Apesar de as doenças infecciosas e parasitárias ainda serem o motivo de várias mortes entre a população indígena do Xingu, é a prevalência cada vez maior de doenças crônicas – como hipertensão arterial e diabetes mellitus – que está deixando especialistas de sobrealerta e preocupados com o futuro dessa população.

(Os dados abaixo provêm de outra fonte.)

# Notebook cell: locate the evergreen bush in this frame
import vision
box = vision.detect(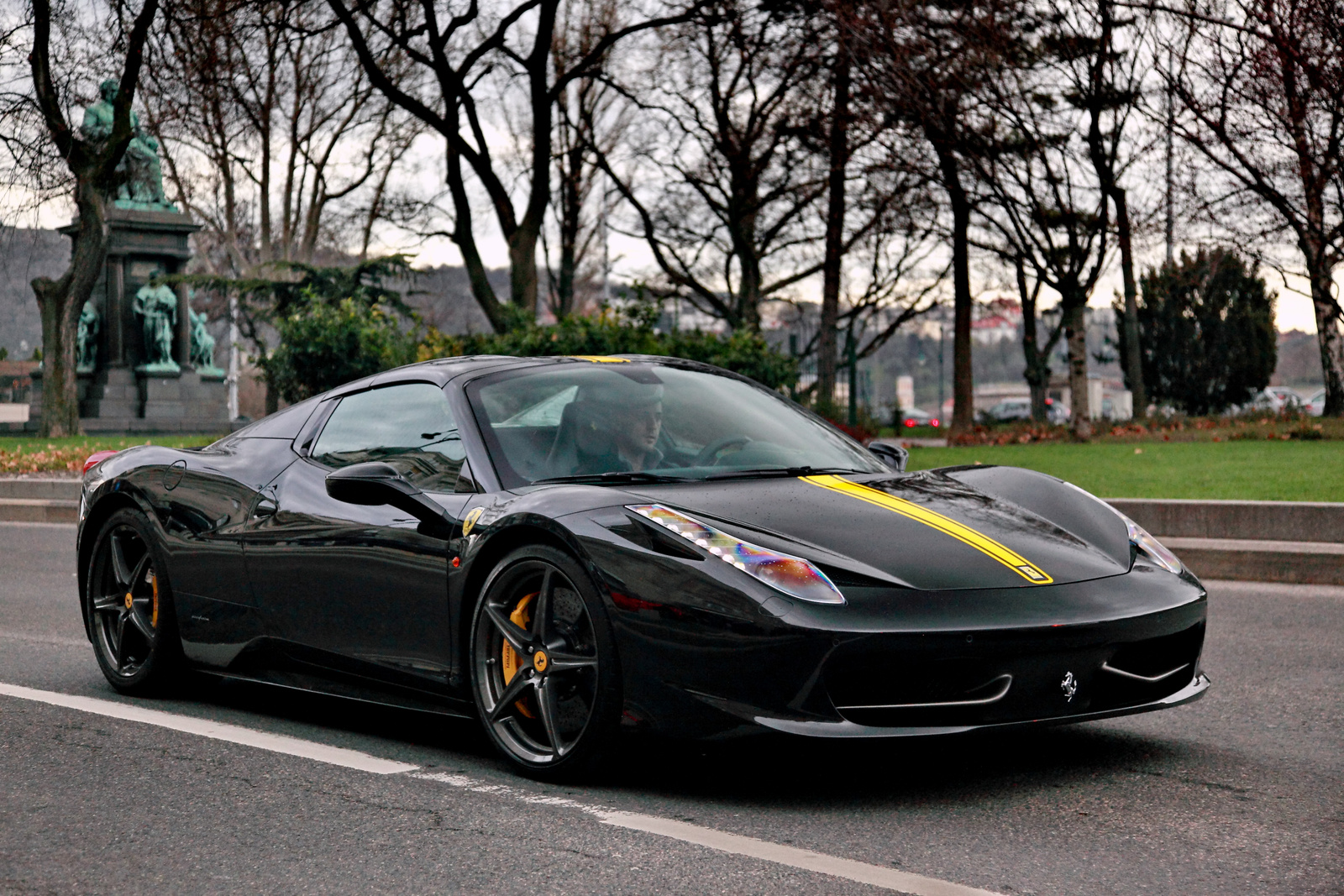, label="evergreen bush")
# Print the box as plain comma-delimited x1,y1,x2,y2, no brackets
1117,249,1278,415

Uma pesquisa coordenada pela professora do Departamento de Medicina Preventiva da Escola Paulista de Medicina (EPM/Unifesp) – Campus São Paulo – e do programa de pós-graduação em Saúde Coletiva, Suely Godoy Agostinho Gimeno, apontou que 10,3% dos indígenas, tanto do sexo masculino quanto do feminino, apresentavam sintomas de hipertensão arterial. A intolerância à glicose foi observada em 30,5% das mulheres – quase 7% com diabetes mellitus – e em 17% dos homens. A dislipidemia (presença excessiva ou anormal de colesterol e triglicerídeos no sangue) foi detectada em 84,4% dos participantes da pesquisa. Por fim, constatou-se que 57% dos homens e 36% das mulheres sofria com excesso de peso. Já a obesidade central (acúmulo de gordura na parte superior do corpo) predominou entre as indígenas com 68%.
“Um achado importante foi que, pelos dados da impedância bioelétrica (resistência e reactância), que são uma ‘proxi’ da composição corporal dos sujeitos, observou-se que a elevada prevalência de excesso de peso, particularmente entre os homens, se deve à maior quantidade de massa muscular e não de gordura corporal”, diz a pesquisadora. Isso sugere que esses indivíduos são musculosos, por serem ativos, e não obesos, refutando a ideia de que o sedentarismo estaria relacionado com as doenças crônicas encontradas. Desse modo, o excesso de peso deve ser analisado de outra maneira.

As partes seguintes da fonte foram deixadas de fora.